After graduation, Ines and I set out from New Zealand together to see if we could make it in London, which is where young Aussies and Kiwis went almost as a rite of passage to adulthood. My jobs at Cassell’s and at Collier Macmillan were stopgap measures, not career moves. As Ines remembered, the only reason we worked was so that we could eat, drink warm beer, and make friends.
I had now arrived in Canada with a New Zealand passport, a British work permit, and an American publisher’s gua
rantee of work in either Toronto or New York. I was full of the bravado that young people felt at the end of the sixties when the world seemed to offer us so many options.
* * *
AFTER A SLEEPLESS night surrounded by florid wallpaper and dim lights, I set out at seven a.m. to explore the area around the Royal York. The young trees along Front Street looked as forlorn as I felt with the sharp wind blowing about my legs, scrunched newspapers flying along the pavement, a few half-frozen birds hunched over the bare branches. There was a small triangular park near the hotel. A man in an army greatcoat spread out on one of its benches, humming to himself, offered to share his sandwich. “You’re gonna be mighty cold in that wee dress, young lady,” he said, and invited me to share his coat. He sounded Irish but told me he was from Newfoundland and trying to hustle up enough money to go home again.

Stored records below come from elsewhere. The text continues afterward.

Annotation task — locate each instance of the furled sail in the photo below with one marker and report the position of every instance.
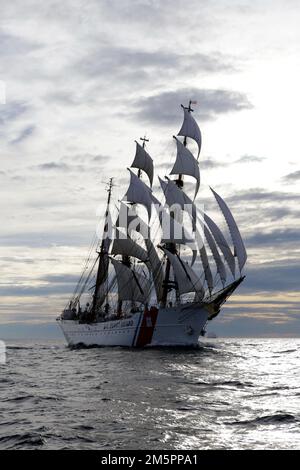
(221, 242)
(190, 128)
(143, 161)
(216, 255)
(102, 273)
(129, 220)
(186, 278)
(131, 285)
(204, 261)
(138, 193)
(175, 196)
(173, 231)
(186, 164)
(234, 231)
(154, 264)
(125, 246)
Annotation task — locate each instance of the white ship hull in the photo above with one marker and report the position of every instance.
(173, 326)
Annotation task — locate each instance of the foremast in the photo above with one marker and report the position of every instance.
(103, 260)
(171, 247)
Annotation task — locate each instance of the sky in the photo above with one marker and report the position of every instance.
(81, 80)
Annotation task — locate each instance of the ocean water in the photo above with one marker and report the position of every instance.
(228, 394)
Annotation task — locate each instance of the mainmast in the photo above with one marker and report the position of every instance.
(103, 253)
(172, 246)
(126, 258)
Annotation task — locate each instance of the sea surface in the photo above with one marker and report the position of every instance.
(227, 394)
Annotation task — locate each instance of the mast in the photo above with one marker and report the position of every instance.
(125, 258)
(102, 251)
(172, 246)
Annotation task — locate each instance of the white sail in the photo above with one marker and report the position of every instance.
(190, 128)
(131, 285)
(154, 264)
(128, 247)
(216, 255)
(129, 220)
(221, 242)
(186, 164)
(173, 231)
(138, 193)
(186, 278)
(175, 196)
(143, 161)
(234, 231)
(204, 261)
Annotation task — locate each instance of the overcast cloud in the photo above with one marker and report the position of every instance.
(84, 79)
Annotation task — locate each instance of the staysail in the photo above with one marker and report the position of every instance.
(186, 164)
(131, 285)
(143, 161)
(234, 231)
(216, 255)
(138, 193)
(176, 196)
(125, 246)
(221, 242)
(186, 278)
(190, 128)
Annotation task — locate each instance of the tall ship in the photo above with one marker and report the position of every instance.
(157, 282)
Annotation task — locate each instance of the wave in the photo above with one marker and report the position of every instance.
(216, 383)
(26, 439)
(277, 418)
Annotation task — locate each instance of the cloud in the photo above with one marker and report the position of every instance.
(274, 238)
(119, 62)
(24, 134)
(272, 277)
(210, 163)
(263, 195)
(12, 111)
(293, 177)
(162, 108)
(249, 159)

Some years and many park changes later, he was still in Berczy Park—I have no idea why the city keeps remaking it—and still collecting bus fare for his return home. I had none to offer the first time we met but I used to give him money later. By then we had both stopped pretending it was for bus fare.

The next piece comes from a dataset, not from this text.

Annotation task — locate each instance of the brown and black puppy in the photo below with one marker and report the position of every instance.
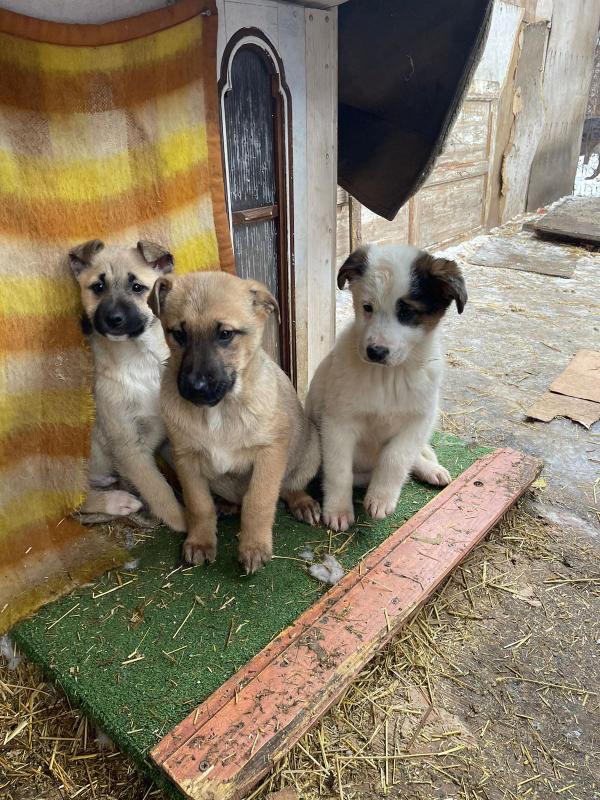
(234, 421)
(129, 356)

In no small part thanks to Fred Kobrak’s influence, Collier Macmillan decided to hire me despite my lack of experience. My beautifully printed degrees were not much help with adapting American children’s textbooks for use in Canadian classrooms, but they did need someone to do the job and, I assume, they figured I could learn. Sadly, my Russian was as useless as my knowledge of the Romantics.
I hadn’t the slightest idea what Canadian usage was, though replacing “as American as apple pie” with “as Canadian as maple syrup” was not very challenging. Such minor changes to an American reading series, I was told, would allow Collier Macmillan to submit the books for approval to departments of education in various provinces. If the selection committees liked the prototype, an “adoption” would follow. Adoptions meant that schools in an entire province would be obliged to buy the books, making the company a ton of money and providing bonuses all around.

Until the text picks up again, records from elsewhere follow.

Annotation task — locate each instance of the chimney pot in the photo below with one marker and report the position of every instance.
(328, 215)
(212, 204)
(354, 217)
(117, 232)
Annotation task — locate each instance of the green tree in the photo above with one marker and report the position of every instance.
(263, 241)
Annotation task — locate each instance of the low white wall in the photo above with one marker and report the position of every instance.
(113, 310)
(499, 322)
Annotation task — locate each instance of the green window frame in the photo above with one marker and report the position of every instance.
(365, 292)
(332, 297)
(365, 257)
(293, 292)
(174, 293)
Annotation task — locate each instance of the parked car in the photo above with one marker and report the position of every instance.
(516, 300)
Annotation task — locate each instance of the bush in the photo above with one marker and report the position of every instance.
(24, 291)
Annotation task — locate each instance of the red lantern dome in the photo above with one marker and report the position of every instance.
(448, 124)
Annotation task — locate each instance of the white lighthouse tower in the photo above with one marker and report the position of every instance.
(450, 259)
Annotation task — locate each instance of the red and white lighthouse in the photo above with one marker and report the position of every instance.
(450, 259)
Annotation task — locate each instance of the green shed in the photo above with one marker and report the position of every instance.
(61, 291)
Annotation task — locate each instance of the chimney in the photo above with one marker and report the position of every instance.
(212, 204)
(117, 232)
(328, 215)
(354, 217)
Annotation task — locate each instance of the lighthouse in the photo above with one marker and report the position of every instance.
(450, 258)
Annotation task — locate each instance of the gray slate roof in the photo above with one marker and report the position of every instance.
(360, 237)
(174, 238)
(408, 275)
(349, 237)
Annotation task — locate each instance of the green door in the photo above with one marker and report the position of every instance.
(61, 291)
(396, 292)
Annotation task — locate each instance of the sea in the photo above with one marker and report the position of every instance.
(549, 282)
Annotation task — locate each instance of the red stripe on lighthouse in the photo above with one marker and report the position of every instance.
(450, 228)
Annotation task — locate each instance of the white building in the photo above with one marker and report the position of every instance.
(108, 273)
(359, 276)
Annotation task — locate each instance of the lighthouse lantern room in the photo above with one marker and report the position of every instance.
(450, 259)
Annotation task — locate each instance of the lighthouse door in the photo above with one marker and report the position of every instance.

As an assistant to the assistant editor I didn’t rate an interview with Vern, who ran the Canadian operation, but he did meet me on my way to the washroom one day and nodded acknowledgement that I had been successfully transferred. By then I had acquired sheets and pillowcases from a co-worker (Morty Mint, who years later would run Penguin Books Canada) and a small room in an apartment-to-share on Broadway Avenue across from North Toronto Collegiate, a high school celebrated for its vigorous sports and music programs. Even with my window closed, I rarely missed an evening practice.